Several other drivers stopped to help the Nickolets collect the cash, almost all of it $50s and $100s. Gladys was putting the bills back in the black bank deposit bag and two or three other motorists willingly gave her all they collected.
"They saw me with a large amount in my hand and I kind of put my hand out and they handed it to me, and that was good of them to do that because they could have just jumped in their cars with it," said Gladys. "When you see the bag there and you know it's a deposit, we could never just put it in our pockets."
T&S owner Karen Toombs had just closed her Nicholson Street office and was heading to the bank at Pine Centre Mall. She forgot she'd placed the bag of bills on top of her car while saying goodbye to her daughter from Quesnel. When she got to the bank and asked her other daughter for the bag and it wasn't in the car, they drove back to the store, noticing a commotion of drivers on the other side of the boulevard as they headed back up the road.
"I saw all these cars and all these people and thought, 'Oh oh, there must have been an accident,' not thinking it might be my deposit," said Toombs. "I went back to the office with a fine-tooth comb and couldn't find it and then it dawned on me that we had to go back to where I'd seen all those people milling about."
By the time they'd realized that mad dash was a money grab, the Nickolets and the other drivers had left the scene.
The bag had no identification other than the name Toombs and some of the names of her rental home business customers, which were written on two receipt books.
Toombs lives west of the city in the Chilako area and the only Toombs listed in the Prince George phone directory is her uncle John. The Nickolets phoned that number and left a message on the answering machine, as did Karen, thinking somebody might contact her uncle to turn the money in.
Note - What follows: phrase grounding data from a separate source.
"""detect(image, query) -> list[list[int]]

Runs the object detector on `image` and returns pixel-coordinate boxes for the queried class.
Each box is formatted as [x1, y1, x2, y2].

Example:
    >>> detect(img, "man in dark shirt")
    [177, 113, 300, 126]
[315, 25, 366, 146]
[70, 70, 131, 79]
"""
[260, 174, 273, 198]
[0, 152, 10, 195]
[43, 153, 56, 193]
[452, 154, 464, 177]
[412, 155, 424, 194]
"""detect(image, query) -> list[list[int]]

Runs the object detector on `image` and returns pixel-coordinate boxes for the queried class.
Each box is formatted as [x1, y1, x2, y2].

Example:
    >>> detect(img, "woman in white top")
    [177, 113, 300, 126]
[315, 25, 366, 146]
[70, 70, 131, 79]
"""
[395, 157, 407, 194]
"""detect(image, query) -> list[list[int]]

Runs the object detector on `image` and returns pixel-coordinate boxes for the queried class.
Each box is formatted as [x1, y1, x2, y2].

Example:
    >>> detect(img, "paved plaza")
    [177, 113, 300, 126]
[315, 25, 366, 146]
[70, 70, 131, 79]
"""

He relayed the Nickolets' message to Karen and she phoned them.
They dropped by the next day to return the cash.
"We were thrilled we were able to get the majority of the money," said Gladys.
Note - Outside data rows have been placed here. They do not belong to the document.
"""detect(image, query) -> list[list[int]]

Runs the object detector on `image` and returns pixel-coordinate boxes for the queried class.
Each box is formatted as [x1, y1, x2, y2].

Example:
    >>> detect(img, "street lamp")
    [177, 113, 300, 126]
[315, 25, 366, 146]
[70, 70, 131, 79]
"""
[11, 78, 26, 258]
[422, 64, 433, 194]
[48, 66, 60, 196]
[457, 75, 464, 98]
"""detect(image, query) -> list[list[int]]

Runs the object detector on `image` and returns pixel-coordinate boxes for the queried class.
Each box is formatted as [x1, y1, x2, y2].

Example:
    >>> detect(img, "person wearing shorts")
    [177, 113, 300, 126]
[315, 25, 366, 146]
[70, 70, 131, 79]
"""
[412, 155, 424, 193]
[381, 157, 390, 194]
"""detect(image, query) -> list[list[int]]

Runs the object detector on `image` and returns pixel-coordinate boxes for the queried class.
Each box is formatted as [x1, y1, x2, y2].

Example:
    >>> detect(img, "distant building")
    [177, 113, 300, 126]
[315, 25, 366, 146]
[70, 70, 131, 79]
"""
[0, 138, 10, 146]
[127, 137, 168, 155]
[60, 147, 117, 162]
Just one $100 bill from the $1,725 total was unaccounted for, until Toombs's daughter found it later that Tuesday evening on the other side of the road.
"We're still marvelling about the fact we got the whole amount back, that's a miracle in itself," said Toombs.
Toombs offered the Nickolets a reward, which they declined.
When Toombs insisted they accept a token for their honesty, they suggested their granddaughter Jayan in Mackenzie would like to go to Ness Lake Bible Camp this summer and Toombs readily agreed.
As it turned out, her parents live in Mackenzie and know the Nickolets' daughter-in-law Angie as customers of hers at the Mackenzie Tim Hortons. Toombs phoned Angie to explain the reason they would be receiving a cheque in the mail and Toombs's parents went for coffee that day.
"The girl came out from the back and handed them their coffee and said, "I've got a funny story to tell you, it's so amazing,' and my folks said, 'You've got a story? Well we have a story too,' and they both started telling the same story at the same time," Toombs laughed.
The Nickolets have a history of instigating acts of honesty. A few years ago they found a wallet at the mall stuffed with cash, which was lost when a toddler in a shopping cart reached into his mother's purse and tossed the wallet to the ground. The woman had just cashed her paycheque and was about to start her Christmas shopping. The Nickolets met the woman's mother-in-law and she told them they saved the family's Christmas.